Per questo motivo, nel testo non manca un prospetto interessante e articolato delle figure principali che hanno lavorato in quelle circostanze, tra cui spicca sicuramente Einstein, ricordato «non solo come genio della fisica ma anche come illustre cittadino della Repubblica di Weimar», sebbene Einstein in seguito volle dimenticare quel periodo considerandosi «cittadino del mondo di nazionalità svizzera e americana».
Mai più altre Hiroshima
Inevitabilmente, le riflessioni confluiscono nel fatidico anno, il 1938, in cui Otto Hahn e i suoi collaboratori Lise Maitner e Fritz Strassmann, tenendo in forte considerazione le ricerche precedenti, hanno ottenuto la fissione nucleare, giunta dopo quel periodo d’oro della fisica della Repubblica di Weimar.
Come detto, ormai l’atomo non era più quella particella indivisibile. Così, sin da subito sono state smisurate le nuove prospettive di ricerca. In soli pochi anni sono diventati molti gli attori bellici che sono risultati essere potenziali pretendenti della costruzione dell’ordigno nucleare. I vincitori della contesa, com’è noto, sono stati gli americani.
L’epilogo della Seconda guerra mondiale è stato contrassegnato dai bombardamenti atomici, il primo dei quali avvenuto il 6 agosto 1945, quando l’aereonautica militare statunitense ha indotto il Giappone alla resa sganciando la bomba – costruita nell’ambito del Progetto Manhattan e avente come nome in codice Little Boy – sulla città portuale di Hiroshima. Dopo solo tre giorni, la storia si è ripetuta. Un nuovo ordigno, la bomba Fat Man, è esplosa su Nagasaki.
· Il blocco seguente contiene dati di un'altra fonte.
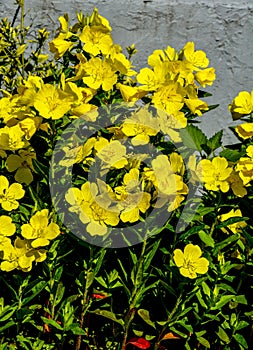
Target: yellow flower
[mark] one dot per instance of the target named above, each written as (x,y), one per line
(21,256)
(7,228)
(130,93)
(205,77)
(93,210)
(96,41)
(12,138)
(15,257)
(190,262)
(99,21)
(23,164)
(141,125)
(237,185)
(170,122)
(60,44)
(242,104)
(10,194)
(111,153)
(39,230)
(51,102)
(196,105)
(171,189)
(159,56)
(214,173)
(169,98)
(245,131)
(237,226)
(244,167)
(132,199)
(197,58)
(99,73)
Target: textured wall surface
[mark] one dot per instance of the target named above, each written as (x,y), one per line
(222,28)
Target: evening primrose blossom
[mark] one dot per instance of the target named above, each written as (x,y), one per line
(235,227)
(9,194)
(190,262)
(39,230)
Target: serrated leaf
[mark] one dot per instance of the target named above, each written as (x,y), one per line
(108,314)
(51,322)
(223,335)
(241,340)
(204,342)
(207,239)
(231,155)
(192,137)
(144,314)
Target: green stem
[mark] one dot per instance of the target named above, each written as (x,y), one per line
(134,297)
(168,320)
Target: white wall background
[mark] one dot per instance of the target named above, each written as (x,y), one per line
(222,28)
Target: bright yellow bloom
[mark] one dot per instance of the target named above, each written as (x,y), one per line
(96,41)
(237,226)
(99,73)
(60,44)
(190,262)
(171,189)
(159,56)
(245,130)
(130,93)
(244,167)
(196,105)
(10,194)
(23,164)
(132,200)
(7,228)
(21,256)
(111,153)
(99,21)
(169,98)
(242,104)
(51,102)
(197,58)
(237,185)
(205,77)
(12,138)
(213,173)
(170,122)
(141,125)
(93,210)
(28,90)
(39,230)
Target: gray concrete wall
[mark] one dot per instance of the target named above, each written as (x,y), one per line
(222,28)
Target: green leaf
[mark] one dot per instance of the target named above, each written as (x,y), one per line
(207,239)
(231,155)
(215,141)
(233,238)
(204,342)
(108,314)
(76,329)
(144,314)
(223,335)
(51,322)
(241,340)
(34,291)
(193,137)
(223,301)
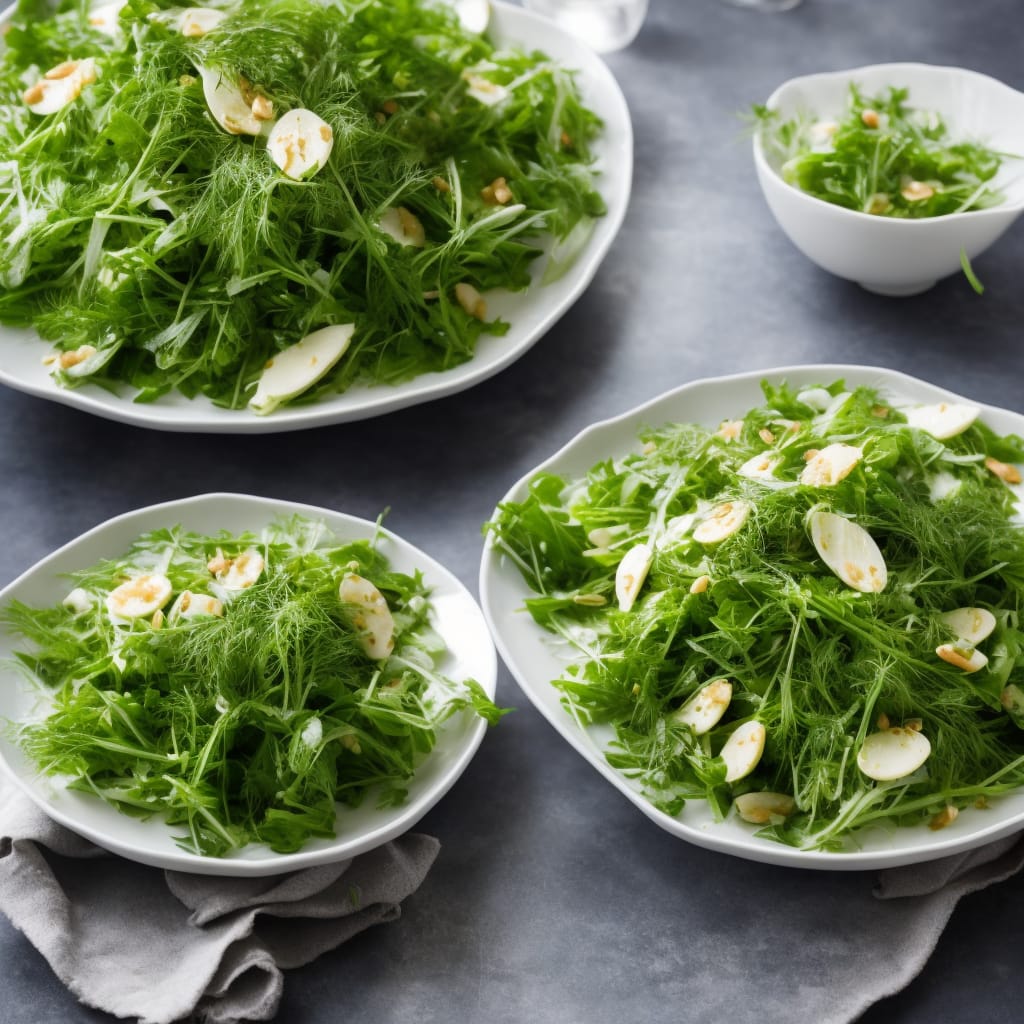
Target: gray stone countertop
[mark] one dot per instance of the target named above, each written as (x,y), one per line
(554,899)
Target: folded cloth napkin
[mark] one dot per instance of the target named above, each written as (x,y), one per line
(139,942)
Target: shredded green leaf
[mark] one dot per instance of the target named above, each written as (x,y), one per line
(161,251)
(817,663)
(883,157)
(250,723)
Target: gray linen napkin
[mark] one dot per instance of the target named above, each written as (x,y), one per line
(139,942)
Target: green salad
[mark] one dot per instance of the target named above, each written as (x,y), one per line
(883,157)
(809,616)
(187,194)
(240,686)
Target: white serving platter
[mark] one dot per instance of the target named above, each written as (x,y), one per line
(456,616)
(535,658)
(530,313)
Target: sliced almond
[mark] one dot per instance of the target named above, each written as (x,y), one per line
(971,625)
(139,597)
(742,751)
(197,22)
(227,103)
(764,808)
(297,368)
(482,89)
(300,143)
(965,658)
(370,614)
(631,574)
(60,86)
(830,465)
(942,420)
(892,754)
(722,521)
(848,550)
(403,226)
(705,710)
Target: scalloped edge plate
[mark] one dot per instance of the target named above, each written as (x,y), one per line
(456,616)
(530,655)
(530,313)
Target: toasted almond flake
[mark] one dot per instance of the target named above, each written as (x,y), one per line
(760,467)
(893,753)
(189,605)
(483,90)
(764,808)
(722,522)
(631,573)
(369,613)
(60,86)
(942,420)
(742,751)
(139,597)
(963,657)
(833,464)
(970,625)
(848,550)
(68,359)
(705,710)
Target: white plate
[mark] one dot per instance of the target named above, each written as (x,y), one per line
(530,313)
(456,616)
(532,657)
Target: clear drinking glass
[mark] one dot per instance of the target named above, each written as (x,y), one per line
(603,25)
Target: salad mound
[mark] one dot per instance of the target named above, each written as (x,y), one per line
(186,194)
(240,686)
(884,157)
(808,616)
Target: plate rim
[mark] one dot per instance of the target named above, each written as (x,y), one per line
(272,863)
(762,851)
(425,387)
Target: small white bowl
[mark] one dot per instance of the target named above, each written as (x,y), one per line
(883,254)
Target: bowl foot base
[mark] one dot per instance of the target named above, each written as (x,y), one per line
(897,291)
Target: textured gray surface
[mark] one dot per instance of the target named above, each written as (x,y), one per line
(553,899)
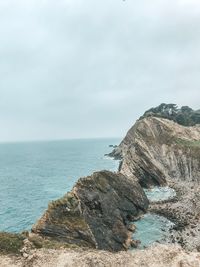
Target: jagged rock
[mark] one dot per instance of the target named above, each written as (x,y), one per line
(96,213)
(156,150)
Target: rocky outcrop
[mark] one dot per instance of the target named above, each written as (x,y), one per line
(156,150)
(96,213)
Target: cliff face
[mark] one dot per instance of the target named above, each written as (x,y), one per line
(156,150)
(96,213)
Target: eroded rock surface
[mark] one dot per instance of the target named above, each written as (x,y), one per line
(156,150)
(96,213)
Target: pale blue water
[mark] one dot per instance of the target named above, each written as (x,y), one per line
(160,193)
(32,174)
(152,228)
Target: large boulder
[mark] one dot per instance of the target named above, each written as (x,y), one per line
(96,213)
(156,150)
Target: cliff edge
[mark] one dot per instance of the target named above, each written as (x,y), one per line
(156,150)
(97,213)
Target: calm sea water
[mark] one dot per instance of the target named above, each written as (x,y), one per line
(32,174)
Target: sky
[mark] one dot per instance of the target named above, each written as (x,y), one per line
(90,68)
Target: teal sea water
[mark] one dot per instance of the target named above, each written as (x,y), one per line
(152,228)
(32,174)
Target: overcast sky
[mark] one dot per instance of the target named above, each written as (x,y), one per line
(89,68)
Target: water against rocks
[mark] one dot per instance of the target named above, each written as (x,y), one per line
(32,174)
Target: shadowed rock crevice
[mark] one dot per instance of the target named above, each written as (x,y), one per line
(96,213)
(156,150)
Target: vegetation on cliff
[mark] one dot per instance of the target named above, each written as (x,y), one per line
(11,243)
(97,213)
(185,115)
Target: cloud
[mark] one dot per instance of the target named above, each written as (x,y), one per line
(90,68)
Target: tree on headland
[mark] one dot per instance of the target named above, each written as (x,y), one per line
(185,115)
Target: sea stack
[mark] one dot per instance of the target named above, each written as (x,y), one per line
(97,213)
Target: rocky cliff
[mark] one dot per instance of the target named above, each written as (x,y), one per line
(156,150)
(97,213)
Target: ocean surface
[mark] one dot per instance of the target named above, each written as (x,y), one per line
(34,173)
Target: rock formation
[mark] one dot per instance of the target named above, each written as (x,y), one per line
(97,212)
(156,150)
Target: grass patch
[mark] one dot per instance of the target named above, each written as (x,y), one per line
(11,243)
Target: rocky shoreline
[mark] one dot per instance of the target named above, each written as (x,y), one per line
(99,212)
(184,211)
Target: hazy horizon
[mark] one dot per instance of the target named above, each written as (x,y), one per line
(89,69)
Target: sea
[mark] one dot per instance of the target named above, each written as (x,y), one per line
(34,173)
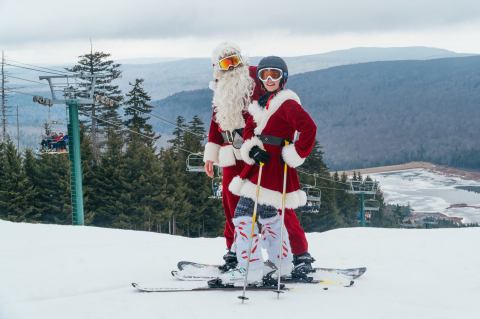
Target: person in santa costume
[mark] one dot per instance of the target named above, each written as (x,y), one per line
(235,85)
(276,118)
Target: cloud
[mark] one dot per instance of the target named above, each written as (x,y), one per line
(55,20)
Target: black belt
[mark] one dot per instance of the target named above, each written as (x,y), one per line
(273,140)
(229,136)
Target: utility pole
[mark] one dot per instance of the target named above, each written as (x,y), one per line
(18,132)
(73,102)
(363,188)
(4,99)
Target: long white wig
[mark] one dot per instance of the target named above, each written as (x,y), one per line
(232,90)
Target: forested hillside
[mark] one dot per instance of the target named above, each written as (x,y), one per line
(382,112)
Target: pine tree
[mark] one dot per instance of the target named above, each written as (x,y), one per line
(136,114)
(16,191)
(328,216)
(99,64)
(106,201)
(198,186)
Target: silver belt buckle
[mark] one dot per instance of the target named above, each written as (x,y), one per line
(229,137)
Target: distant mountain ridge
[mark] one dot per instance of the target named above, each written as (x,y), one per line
(381,113)
(163,79)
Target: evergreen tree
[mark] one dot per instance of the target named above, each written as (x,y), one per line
(16,192)
(327,217)
(99,64)
(136,114)
(106,201)
(198,187)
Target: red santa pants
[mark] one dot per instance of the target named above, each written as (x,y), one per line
(296,234)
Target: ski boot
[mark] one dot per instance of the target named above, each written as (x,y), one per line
(236,277)
(230,261)
(302,265)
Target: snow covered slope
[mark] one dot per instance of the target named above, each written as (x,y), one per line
(430,191)
(50,271)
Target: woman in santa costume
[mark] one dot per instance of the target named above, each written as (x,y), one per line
(276,118)
(235,85)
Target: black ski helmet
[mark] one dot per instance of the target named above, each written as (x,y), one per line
(274,62)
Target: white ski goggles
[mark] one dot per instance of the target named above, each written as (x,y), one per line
(274,74)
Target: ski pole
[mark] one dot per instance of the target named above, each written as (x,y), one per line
(254,220)
(284,192)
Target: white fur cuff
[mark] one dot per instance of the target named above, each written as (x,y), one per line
(236,185)
(211,152)
(291,157)
(247,146)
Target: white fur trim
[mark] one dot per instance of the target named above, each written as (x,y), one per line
(238,154)
(273,198)
(211,152)
(236,185)
(291,157)
(226,156)
(247,146)
(262,115)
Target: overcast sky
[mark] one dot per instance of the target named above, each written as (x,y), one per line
(56,31)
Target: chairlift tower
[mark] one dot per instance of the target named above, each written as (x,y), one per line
(73,101)
(363,188)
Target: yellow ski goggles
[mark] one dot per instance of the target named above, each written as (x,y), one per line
(228,62)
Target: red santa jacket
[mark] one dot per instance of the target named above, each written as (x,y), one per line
(283,118)
(216,150)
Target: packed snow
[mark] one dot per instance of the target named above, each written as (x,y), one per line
(428,191)
(51,271)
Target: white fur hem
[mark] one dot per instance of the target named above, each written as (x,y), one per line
(226,156)
(211,152)
(236,185)
(291,157)
(269,197)
(247,146)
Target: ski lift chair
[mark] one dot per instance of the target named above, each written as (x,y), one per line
(372,205)
(314,199)
(194,163)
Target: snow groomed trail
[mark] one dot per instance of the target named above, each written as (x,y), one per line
(51,271)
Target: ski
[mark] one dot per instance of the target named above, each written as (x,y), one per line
(344,282)
(142,288)
(191,271)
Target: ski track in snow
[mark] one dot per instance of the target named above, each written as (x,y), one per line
(51,271)
(428,191)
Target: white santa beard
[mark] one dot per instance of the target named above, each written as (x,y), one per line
(231,97)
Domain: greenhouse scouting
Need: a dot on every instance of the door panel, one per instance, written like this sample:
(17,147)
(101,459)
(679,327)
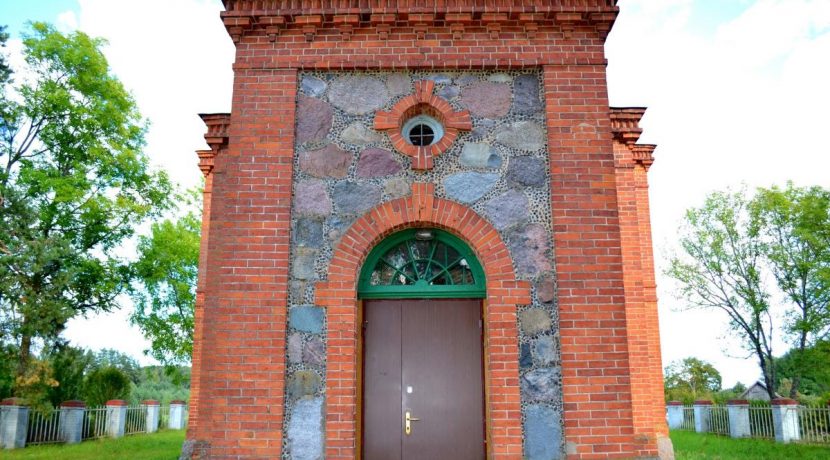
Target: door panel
(382,380)
(436,345)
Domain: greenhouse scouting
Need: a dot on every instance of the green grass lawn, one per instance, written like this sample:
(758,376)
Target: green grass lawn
(165,445)
(692,446)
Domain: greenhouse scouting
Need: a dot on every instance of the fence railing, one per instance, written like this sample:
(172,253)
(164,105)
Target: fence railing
(95,423)
(73,422)
(44,427)
(783,420)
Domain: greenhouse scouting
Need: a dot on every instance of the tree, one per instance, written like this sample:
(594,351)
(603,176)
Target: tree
(795,225)
(104,384)
(165,293)
(691,379)
(720,269)
(732,244)
(74,184)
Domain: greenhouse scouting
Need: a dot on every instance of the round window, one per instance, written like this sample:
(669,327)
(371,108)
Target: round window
(422,130)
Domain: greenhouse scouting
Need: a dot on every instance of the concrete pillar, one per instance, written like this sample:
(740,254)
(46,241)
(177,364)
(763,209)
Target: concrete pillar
(176,419)
(116,417)
(152,407)
(71,425)
(738,410)
(674,410)
(785,420)
(14,420)
(703,416)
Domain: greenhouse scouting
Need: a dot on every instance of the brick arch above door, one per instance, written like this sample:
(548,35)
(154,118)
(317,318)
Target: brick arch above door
(338,294)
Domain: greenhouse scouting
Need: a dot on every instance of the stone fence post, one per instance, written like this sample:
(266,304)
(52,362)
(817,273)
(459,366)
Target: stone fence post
(785,420)
(14,421)
(738,410)
(176,419)
(116,417)
(703,416)
(71,425)
(152,419)
(674,411)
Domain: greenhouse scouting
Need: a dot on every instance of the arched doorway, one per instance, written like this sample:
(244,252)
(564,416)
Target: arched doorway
(422,341)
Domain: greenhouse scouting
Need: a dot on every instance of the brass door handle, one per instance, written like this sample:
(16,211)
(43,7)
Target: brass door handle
(408,419)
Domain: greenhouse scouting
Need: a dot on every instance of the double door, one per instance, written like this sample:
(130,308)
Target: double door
(422,380)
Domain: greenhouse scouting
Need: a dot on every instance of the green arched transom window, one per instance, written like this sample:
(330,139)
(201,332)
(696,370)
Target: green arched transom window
(418,263)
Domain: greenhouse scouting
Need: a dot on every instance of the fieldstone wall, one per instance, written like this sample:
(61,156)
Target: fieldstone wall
(343,167)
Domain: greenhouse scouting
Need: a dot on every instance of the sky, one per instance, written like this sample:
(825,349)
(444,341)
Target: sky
(737,92)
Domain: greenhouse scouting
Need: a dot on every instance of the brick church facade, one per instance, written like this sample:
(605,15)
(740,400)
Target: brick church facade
(425,235)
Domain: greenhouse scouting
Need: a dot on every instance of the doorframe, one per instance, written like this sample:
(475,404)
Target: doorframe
(485,372)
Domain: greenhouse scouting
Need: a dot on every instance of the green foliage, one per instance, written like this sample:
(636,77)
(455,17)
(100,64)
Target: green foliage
(732,242)
(69,366)
(691,379)
(165,292)
(720,268)
(104,384)
(812,365)
(74,184)
(163,383)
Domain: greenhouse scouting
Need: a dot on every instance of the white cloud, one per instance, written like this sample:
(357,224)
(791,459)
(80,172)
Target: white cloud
(745,104)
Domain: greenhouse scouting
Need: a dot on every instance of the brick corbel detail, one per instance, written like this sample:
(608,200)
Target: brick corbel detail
(338,294)
(422,101)
(237,26)
(346,24)
(309,24)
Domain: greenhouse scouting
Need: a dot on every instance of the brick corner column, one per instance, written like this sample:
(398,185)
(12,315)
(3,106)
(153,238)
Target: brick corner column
(116,417)
(72,421)
(14,421)
(785,420)
(703,415)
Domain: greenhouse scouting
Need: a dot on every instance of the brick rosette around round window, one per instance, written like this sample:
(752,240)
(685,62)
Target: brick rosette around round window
(427,110)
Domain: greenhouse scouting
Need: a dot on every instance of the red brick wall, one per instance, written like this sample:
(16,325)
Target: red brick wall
(243,327)
(338,295)
(240,359)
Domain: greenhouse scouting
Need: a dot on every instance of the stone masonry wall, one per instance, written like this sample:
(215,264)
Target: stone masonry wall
(500,169)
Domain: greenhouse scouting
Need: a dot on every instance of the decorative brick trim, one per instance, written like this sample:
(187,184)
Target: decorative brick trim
(422,101)
(338,294)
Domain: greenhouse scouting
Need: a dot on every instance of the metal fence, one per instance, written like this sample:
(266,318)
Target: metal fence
(44,427)
(760,421)
(136,420)
(719,420)
(814,424)
(95,423)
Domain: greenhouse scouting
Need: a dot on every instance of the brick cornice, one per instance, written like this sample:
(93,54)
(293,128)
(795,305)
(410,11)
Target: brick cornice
(625,123)
(216,137)
(310,16)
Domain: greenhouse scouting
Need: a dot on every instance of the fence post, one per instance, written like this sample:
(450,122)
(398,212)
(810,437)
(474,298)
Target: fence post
(14,421)
(176,419)
(738,410)
(71,424)
(674,411)
(785,420)
(152,407)
(703,416)
(116,417)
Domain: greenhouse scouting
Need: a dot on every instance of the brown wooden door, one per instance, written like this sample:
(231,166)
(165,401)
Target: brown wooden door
(423,356)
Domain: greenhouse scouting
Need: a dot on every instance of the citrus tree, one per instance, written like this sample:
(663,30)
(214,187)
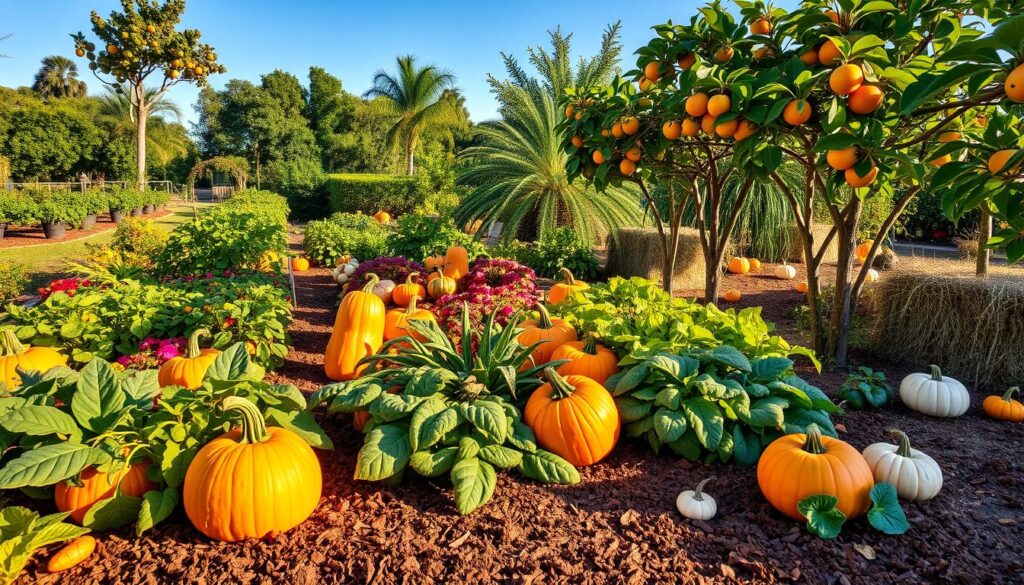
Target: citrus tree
(140,42)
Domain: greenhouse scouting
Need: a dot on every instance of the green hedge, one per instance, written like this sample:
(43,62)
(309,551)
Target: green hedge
(370,193)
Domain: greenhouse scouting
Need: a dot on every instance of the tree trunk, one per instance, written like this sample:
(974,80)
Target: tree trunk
(984,233)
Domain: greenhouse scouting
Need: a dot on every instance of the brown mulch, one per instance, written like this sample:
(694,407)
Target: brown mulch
(619,525)
(16,236)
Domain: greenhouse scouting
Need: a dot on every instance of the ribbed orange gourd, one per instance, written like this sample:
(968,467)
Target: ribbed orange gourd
(13,354)
(587,358)
(187,371)
(552,333)
(456,262)
(573,417)
(565,289)
(98,486)
(396,321)
(251,481)
(358,331)
(796,466)
(406,291)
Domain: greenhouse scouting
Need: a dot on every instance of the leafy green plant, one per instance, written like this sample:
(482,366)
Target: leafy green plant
(452,412)
(866,388)
(717,403)
(23,532)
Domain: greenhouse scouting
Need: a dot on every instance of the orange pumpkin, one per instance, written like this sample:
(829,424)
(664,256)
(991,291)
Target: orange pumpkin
(97,486)
(573,417)
(252,481)
(358,331)
(797,465)
(1005,407)
(565,289)
(587,359)
(396,321)
(439,285)
(456,262)
(739,265)
(550,332)
(406,292)
(187,371)
(13,354)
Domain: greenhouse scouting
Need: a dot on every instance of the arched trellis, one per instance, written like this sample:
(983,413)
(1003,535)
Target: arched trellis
(238,166)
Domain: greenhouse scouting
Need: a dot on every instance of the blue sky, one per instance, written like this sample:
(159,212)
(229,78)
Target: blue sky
(350,39)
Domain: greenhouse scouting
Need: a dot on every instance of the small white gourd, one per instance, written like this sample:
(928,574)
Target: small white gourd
(915,475)
(695,504)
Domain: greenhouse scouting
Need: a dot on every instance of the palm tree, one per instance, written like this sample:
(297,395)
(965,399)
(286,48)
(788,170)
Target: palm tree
(518,173)
(58,78)
(418,98)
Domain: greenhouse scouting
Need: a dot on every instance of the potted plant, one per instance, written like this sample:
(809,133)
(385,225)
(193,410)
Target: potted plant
(15,209)
(58,210)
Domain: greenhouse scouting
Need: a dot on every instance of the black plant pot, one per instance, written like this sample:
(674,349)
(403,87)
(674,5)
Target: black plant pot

Inutile dire che i danni causati – sia direttamente, sia indirettamente – sono stati enormi. Inoltre, la quasi totalità delle vittime (stimato tra le 100.000 e le 200.000 persone) sono state civili.
Ricordare o dimenticare?
Il tema del ricordo o del bisogno di ricordare risulta impellente anche dall’osservazione scrupolosa delle nuove generazioni che, per l’autore, «sembrano tendere a dimenticare, quasi per un processo di salute mentale» tutte le nefandezze che hanno contrassegnato il secolo scorso. Di più: sono le analogie tra il secondo decennio del Novecento e il presente che sciolgono ogni dubbio. Non solo il ricordo, ma anche l’attenta analisi delle origini e dei pensieri che hanno portato alla concretizzazione dei disastri nucleari avvenuti a Hiroshima e Nagasaki possono «rovesciare il corso degli avvenimenti» e far sì che non si compiano nuovamente quegli orrori.
Infine, Forti riferisce che l’analisi di Weimar offre un altro prezioso insegnamento che occorre tenere in grande considerazione: «Una grande tradizione culturale non è un deterrente contro chi vuole cambiare le regole della società contro forme, come sempre catastrofiche, di autoritarismo, ne è capace di fermarci, di fronte all’uso di mezzi di distruzione di massa». Ecco allora che urge una profonda riflessione sull’indirizzo preso dal vivere odierno. Per questo, proprio l’invito alla riflessione è il tema più urgente che l’autore richiede al lettore.